Based on Adams’ random road surface design with varying road coefficients and reference paths, comparative simulation experiments are conducted on the path-tracking controller combined with anti-slip driving control and the MPC path-tracking control approach designed in this paper. Figure 19 and Figure 20 show the slip rate variation curves of the front-left drive wheel and the front-right drive wheel, respectively. Figure 19 and Figure 20 show that, during the operation of the lawn mower, because of changes in the road adhesion coefficient, the longitudinal driving force of the lawn mower is inconsistent, and the driving wheel experiences significant sliding. After adding a fuzzy controller based on the slip rate, the slip rate of the lawn mower can be effectively controlled within the target slip rate range, indicating that, within this reference path and these road conditions, the slip rate of the driving wheel remains in a relatively good state, and the speed variation of the driving wheel is not high, resulting in good working performance. When the MPC controller without added anti-slip driving tracks the reference path, because of the change in the road adhesion coefficient, the slip rate changes significantly, with a maximum value close to 0.6. At this time, the lawn mower seriously slips, which has a significant impact on the resulting path-tracking accuracy.
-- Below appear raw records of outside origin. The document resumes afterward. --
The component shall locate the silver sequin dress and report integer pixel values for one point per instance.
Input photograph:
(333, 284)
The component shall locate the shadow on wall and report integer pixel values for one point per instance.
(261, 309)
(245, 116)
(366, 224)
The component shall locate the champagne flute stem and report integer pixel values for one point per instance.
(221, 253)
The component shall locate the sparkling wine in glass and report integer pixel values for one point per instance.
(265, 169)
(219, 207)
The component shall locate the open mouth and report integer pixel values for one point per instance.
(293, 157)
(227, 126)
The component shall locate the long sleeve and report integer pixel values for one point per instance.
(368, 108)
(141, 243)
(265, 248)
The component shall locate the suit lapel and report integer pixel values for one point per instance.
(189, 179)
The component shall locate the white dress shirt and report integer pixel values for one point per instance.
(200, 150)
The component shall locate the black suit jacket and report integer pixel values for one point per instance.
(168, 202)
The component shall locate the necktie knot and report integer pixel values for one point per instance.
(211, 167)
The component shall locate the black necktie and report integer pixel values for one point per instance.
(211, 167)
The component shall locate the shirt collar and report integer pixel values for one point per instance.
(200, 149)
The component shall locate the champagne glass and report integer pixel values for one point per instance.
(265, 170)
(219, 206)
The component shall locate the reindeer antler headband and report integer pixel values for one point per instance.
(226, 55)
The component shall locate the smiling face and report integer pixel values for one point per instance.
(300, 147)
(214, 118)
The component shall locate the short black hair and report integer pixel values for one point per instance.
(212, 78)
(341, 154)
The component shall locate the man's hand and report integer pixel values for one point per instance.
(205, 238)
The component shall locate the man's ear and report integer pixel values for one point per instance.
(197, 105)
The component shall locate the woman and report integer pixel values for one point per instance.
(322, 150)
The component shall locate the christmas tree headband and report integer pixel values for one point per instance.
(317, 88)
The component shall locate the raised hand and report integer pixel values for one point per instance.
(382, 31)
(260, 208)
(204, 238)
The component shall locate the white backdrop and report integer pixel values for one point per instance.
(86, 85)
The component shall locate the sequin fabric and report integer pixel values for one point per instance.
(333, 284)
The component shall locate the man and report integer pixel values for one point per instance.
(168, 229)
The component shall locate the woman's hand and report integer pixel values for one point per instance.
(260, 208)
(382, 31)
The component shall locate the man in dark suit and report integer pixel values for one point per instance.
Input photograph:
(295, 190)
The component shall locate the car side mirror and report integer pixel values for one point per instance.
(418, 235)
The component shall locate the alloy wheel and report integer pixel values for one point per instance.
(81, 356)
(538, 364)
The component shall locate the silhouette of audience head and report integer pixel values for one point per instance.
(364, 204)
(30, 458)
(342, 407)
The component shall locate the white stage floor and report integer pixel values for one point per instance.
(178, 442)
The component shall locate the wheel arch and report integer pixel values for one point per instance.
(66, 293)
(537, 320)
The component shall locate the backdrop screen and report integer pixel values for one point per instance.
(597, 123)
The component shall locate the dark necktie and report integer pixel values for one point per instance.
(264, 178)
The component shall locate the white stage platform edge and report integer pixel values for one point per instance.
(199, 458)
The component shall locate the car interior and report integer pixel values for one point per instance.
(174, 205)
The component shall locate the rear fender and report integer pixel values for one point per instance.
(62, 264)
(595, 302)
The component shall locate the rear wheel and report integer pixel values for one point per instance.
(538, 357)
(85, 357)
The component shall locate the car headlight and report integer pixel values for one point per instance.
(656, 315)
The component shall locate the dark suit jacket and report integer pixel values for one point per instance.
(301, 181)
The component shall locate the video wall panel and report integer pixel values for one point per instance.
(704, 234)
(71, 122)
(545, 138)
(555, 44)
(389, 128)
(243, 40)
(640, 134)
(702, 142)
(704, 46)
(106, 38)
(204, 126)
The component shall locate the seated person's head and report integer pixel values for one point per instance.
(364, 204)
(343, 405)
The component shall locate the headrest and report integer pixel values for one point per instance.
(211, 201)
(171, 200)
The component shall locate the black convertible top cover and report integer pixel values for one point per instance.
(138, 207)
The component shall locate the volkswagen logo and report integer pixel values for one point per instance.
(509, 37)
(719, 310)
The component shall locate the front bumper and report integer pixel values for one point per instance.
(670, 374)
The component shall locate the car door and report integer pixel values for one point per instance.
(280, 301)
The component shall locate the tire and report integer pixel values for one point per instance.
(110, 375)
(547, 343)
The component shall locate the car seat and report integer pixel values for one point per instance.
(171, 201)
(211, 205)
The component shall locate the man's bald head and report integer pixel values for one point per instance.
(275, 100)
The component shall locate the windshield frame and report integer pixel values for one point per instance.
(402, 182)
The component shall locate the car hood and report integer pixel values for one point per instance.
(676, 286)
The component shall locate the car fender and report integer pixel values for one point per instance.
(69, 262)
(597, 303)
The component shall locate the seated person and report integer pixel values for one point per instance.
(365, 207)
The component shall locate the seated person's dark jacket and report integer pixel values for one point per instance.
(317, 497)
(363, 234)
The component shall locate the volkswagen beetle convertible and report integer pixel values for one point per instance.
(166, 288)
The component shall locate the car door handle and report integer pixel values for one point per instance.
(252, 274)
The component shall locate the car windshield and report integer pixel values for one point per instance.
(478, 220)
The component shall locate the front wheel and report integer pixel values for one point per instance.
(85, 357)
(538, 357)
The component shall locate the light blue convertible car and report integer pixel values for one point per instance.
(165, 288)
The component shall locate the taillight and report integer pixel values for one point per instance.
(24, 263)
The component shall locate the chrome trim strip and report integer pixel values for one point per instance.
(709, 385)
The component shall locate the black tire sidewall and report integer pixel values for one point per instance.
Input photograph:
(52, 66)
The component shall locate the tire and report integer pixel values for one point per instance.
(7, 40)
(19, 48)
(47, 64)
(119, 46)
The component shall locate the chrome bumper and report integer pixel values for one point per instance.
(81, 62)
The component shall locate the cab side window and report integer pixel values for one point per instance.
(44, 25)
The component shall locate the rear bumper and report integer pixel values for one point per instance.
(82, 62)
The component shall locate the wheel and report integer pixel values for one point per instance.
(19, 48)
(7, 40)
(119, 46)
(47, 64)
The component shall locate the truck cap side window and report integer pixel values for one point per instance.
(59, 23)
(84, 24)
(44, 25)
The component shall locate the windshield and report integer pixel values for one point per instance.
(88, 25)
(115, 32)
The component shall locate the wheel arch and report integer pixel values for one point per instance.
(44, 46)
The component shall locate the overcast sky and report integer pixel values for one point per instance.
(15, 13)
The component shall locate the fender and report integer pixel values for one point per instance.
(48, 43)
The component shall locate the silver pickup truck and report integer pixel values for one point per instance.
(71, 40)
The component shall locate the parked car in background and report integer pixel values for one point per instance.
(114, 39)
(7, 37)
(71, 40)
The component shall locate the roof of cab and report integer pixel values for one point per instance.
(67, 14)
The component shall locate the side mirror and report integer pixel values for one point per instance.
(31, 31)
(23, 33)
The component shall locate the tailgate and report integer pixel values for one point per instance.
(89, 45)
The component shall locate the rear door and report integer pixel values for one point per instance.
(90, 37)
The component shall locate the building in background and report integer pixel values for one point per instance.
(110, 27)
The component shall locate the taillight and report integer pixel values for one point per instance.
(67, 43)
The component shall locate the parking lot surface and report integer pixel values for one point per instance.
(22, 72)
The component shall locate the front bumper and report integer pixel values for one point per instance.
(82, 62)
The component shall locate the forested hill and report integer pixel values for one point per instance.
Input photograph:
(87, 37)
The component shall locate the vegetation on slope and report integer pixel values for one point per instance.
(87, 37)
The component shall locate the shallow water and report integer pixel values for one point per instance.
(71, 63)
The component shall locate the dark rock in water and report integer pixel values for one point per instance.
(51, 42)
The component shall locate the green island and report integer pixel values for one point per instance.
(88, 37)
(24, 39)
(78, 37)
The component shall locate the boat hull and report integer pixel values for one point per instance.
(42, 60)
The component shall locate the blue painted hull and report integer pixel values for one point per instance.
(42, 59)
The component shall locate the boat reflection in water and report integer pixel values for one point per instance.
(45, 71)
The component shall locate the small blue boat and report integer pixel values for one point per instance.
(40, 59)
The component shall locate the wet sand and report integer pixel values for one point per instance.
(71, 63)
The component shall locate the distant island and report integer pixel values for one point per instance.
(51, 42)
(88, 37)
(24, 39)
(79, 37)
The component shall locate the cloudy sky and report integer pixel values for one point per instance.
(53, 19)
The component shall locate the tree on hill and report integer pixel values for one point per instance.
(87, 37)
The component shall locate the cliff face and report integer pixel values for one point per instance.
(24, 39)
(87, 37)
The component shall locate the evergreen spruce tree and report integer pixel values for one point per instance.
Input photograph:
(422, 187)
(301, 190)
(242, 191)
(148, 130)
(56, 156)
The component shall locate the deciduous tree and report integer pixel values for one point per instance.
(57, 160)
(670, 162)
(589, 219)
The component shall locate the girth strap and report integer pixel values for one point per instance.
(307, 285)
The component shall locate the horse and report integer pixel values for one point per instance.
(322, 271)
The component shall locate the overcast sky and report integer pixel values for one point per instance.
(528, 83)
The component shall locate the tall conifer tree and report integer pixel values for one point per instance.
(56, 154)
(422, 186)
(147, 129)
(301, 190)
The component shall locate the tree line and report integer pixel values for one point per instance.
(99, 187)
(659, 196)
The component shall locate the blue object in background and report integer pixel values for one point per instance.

Therefore, the addition of a path-tracking controller with anti-slip driving ability has the effect of suppressing slip, and the path-tracking effect is better.
As shown in Figure 21, compared with traditional MPC control, the MPC-based path-tracking controller with added anti-slip drive control fits the reference path better and can also effectively track the reference path in areas with larger turns.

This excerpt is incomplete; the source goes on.